George Osborne to collect share of £28m payout for work at City advisory firm | George Osborne

George Osborne will collect a share of a £28m payout for his work as partner at the City advisory firm Robey Warshaw.

The former chancellor, who orchestrated the austerity drive after the financial crisis, is one of four partners at the Mayfair-based company which announced on Friday it would pay out a total of £27.98m to four men.

Robey Warshaw did not reveal how much Osborne, who joined the company in 2021, would collect.

Most of the money – £20.5m – will go to its cofounder, Sir Simon Robey, who is known as the City’s “trillion-dollar man” for the cumulative size of the mega-deals he has worked on, including advising the Cadbury board on the sale of the chocolate company to its US rival Kraft in 2010.

Robey, a fan of Margaret Thatcher and her deregulation of banking and financial markets in the 1980s, has earned about £175m since he set up Robey Warshaw with his fellow investment banking superstars, Simon Warshaw, an heir of the Molton Brown beauty empire, and Philip Apostolides, in 2013.

Osborne left the government in 2016 after the Brexit referendum and spent three years as editor of the Evening Standard from May 2017. He is the only person to join Robey Warshaw as a partner since its foundation almost a decade ago.

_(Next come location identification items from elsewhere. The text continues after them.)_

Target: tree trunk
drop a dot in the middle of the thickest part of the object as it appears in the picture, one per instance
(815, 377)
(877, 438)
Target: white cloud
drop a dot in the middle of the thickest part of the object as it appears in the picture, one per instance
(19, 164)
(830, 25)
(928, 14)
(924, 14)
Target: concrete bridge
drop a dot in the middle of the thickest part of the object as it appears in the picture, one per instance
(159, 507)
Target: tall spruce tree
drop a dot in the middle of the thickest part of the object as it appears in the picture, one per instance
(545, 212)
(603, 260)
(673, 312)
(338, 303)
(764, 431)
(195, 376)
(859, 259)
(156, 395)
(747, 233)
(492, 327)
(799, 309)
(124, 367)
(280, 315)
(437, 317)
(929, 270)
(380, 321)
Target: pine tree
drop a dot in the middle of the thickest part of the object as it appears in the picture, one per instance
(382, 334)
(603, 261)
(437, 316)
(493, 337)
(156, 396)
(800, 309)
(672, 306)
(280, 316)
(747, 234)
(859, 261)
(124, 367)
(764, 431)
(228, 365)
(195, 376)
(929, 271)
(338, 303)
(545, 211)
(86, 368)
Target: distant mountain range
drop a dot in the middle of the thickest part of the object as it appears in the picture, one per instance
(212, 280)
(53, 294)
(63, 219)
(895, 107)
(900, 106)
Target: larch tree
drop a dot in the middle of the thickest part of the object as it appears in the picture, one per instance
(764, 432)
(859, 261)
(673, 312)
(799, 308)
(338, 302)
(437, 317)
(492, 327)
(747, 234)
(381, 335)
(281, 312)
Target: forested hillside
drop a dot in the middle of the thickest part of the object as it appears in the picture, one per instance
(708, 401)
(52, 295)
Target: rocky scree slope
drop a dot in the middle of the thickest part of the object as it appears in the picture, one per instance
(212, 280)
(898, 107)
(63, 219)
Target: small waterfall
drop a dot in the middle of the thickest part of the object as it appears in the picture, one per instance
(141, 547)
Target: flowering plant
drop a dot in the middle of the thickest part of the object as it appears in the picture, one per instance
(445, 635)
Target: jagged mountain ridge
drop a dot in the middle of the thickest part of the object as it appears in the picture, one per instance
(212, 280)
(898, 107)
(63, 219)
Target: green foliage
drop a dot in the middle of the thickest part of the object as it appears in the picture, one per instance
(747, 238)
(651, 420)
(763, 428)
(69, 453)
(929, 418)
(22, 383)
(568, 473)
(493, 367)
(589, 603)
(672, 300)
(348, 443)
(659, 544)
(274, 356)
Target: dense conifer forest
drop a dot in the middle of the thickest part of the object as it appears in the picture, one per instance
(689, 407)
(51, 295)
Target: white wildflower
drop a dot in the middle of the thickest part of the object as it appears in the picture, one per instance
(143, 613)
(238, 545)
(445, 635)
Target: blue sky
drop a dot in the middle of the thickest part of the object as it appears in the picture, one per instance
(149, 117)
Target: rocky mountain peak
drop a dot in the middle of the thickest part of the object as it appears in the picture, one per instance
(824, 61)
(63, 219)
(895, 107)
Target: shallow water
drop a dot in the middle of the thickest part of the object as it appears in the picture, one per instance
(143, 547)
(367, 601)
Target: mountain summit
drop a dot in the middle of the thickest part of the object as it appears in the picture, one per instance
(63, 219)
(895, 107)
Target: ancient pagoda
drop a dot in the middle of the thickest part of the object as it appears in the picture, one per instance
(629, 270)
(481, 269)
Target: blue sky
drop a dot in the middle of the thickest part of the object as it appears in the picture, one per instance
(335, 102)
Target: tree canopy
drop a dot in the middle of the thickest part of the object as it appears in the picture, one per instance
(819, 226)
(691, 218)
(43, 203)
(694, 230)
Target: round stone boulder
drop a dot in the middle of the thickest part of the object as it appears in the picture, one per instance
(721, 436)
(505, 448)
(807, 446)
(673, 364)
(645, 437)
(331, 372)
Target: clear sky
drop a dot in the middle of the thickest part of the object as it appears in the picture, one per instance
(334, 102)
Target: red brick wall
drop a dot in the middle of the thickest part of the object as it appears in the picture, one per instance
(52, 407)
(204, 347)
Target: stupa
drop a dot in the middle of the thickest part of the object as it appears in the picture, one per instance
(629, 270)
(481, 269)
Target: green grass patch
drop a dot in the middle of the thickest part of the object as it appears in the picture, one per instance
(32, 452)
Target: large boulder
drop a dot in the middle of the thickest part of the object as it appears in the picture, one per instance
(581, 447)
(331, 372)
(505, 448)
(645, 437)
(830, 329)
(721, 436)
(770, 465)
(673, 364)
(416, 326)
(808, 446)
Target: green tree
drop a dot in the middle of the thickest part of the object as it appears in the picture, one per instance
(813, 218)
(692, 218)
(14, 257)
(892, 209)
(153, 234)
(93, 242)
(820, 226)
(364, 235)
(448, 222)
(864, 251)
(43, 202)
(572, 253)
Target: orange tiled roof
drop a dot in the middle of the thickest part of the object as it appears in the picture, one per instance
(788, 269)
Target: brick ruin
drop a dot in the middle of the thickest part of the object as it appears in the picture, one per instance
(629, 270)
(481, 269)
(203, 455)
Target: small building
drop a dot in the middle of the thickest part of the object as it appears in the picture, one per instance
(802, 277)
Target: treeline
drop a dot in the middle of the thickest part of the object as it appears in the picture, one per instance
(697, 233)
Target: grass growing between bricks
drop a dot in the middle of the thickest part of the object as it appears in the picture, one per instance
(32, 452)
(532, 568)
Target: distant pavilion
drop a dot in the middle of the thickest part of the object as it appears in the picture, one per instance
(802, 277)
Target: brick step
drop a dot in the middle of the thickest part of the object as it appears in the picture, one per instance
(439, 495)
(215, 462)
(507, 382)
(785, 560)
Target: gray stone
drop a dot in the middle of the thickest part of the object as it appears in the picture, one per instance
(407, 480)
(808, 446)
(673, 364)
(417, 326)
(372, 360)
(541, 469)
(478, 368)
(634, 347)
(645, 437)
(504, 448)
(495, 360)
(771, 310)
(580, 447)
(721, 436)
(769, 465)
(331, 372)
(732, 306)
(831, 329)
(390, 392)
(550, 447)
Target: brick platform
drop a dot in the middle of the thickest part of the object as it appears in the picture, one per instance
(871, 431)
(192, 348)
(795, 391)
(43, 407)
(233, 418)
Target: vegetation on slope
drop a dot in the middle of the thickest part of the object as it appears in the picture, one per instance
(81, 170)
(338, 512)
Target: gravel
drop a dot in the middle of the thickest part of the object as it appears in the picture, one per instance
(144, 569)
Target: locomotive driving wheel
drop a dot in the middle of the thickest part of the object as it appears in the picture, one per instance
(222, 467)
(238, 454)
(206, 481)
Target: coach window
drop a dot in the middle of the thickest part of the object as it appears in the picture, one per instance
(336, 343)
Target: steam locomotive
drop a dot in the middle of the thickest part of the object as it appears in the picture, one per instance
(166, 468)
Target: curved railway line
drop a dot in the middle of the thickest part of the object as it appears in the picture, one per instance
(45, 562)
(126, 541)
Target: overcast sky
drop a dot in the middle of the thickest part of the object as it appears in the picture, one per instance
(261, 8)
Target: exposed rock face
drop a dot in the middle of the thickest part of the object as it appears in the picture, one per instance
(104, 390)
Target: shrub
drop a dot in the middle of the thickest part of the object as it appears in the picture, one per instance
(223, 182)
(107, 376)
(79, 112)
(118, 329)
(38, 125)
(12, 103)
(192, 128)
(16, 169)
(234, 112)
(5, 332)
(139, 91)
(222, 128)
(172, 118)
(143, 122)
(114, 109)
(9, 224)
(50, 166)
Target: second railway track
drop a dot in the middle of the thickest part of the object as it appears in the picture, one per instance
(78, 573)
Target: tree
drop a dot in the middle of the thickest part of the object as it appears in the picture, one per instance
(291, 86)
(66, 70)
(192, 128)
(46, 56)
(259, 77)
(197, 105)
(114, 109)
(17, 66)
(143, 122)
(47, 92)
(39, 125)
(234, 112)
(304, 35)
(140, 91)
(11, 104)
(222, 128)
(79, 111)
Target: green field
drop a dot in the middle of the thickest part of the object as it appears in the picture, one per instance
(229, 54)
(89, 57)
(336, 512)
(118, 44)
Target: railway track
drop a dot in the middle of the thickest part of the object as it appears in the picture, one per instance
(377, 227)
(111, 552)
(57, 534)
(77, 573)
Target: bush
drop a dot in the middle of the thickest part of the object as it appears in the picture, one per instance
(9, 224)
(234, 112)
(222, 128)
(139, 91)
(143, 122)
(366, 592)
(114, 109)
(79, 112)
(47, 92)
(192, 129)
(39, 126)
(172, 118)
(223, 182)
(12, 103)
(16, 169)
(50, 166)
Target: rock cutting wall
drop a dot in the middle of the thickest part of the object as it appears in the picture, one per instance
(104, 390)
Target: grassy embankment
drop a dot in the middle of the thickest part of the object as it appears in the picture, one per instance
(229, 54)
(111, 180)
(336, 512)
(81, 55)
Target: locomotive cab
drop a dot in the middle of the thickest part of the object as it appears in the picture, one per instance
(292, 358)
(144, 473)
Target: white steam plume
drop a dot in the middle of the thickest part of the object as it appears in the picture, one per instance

The payout to the four partners was up 6% on last year’s £26.5m. Robey’s pay was up 19% from £17.2m last year.

Profits came in at £31.8m, up from £30.1m a year earlier. Turnover was up £6.2m at £46.1m compared with £39.8m.

The firm advised the National Grid on its sale of its gas transmission business to a consortium led by Macquarie Asset Management, in a deal worth $10.5bn (£8.25bn).

The accounts filed at Companies House on the last working day before Christmas show the firm, which operates out of a townhouse on Grosvenor Square in Mayfair, turned over £341m in the last eight years, but has not paid any tax.

Robey Warshaw said it was not liable for tax because of its structure as a limited liability partnership, and that it is “the responsibility of the individual members to settle any liability arising from their share of partnership profits”.

Robey, a lifelong Arsenal fan, lives at Bramfield Hall, a Grade II-listed, 16th-century country estate in Suffolk, which was owned by the Rabett family for 450 years until Robey spent a chunk of his bonus on it.